Frequently Asked Questions
How much profit has ColdMath made on Polymarket?
ColdMath has generated $174K in gross profit from 50 closed winning trades, with a net profit of approximately $74K after accounting for losing positions across 3,461 markets. Total trading volume stands at $4.69M since November 2025, yielding a net margin of 1.58%.
What is ColdMath's trading strategy on Polymarket?
ColdMath specializes almost exclusively in weather prediction markets, buying shares in specific temperature-bracket outcomes at sub-penny prices (typically 0.1¢–0.3¢) across cities worldwide. The strategy relies on weather forecast data to identify which temperature brackets are likely to resolve Yes, buying them before the market adjusts from near-zero pricing. The trader covers multiple brackets per event, winning on a subset while absorbing small losses on the rest.
Does ColdMath have a 100% win rate on Polymarket?
The visible record shows 50 wins and 0 losses among closed positions that meet reporting thresholds. However, total net profit ($74K) is significantly less than gross winning profit ($174K), indicating approximately $100K in losses from positions too small to appear in the top trade data. The effective strategy is profitable but far from lossless.
What cities does ColdMath trade weather markets for?

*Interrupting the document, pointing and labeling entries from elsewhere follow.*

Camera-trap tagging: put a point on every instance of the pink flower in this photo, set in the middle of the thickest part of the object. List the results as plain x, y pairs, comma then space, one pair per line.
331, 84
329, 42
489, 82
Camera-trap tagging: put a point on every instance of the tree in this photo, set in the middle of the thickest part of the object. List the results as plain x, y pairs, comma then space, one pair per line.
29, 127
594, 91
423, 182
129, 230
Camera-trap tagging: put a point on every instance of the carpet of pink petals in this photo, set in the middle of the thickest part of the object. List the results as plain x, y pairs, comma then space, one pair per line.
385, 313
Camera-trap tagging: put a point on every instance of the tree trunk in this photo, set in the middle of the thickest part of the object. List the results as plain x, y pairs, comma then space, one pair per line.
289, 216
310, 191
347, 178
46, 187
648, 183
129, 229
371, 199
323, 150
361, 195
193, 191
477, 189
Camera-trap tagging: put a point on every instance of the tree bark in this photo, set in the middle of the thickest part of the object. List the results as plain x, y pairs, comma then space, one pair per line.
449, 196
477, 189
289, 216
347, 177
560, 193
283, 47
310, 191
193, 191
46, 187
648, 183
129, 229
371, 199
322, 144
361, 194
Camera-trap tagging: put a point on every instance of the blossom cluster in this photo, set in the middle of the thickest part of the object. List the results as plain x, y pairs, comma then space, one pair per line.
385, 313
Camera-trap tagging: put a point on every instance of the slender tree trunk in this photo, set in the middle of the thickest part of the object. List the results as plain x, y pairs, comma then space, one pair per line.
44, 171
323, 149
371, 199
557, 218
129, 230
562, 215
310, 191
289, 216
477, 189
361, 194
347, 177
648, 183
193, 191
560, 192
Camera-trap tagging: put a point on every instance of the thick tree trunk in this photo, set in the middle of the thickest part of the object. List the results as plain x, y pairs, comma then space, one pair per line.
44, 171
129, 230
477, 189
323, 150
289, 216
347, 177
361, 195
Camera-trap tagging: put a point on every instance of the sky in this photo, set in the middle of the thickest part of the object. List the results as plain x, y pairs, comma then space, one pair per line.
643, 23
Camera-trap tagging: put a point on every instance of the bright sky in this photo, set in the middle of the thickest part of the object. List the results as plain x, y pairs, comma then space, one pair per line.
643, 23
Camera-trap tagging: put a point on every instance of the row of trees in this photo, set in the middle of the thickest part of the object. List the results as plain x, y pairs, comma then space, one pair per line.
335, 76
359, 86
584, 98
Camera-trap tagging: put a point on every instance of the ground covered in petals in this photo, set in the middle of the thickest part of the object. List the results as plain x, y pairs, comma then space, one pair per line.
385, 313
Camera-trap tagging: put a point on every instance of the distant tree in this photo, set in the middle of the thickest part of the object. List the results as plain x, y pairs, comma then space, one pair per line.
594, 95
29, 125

ColdMath's positions span a global range including Chicago, Atlanta, Dallas, and Miami in the United States; London, Paris, Munich, and Ankara in Europe and the Middle East; Lucknow in India; Seoul in South Korea; Wellington in New Zealand; and Buenos Aires in Argentina. This geographic diversification allows daily trading across multiple time zones and climate conditions.
Is ColdMath's Polymarket weather strategy sustainable long-term?
The strategy exploits a specific inefficiency: weather markets pricing temperature brackets at near-zero when meteorological forecasts suggest meaningful probability. Key risks include forecast model errors (where all correlated positions lose simultaneously), increased competition compressing sub-penny edges, and potential changes to Polymarket's weather market structure. The 1.58% net margin leaves limited room for any deterioration in edge quality.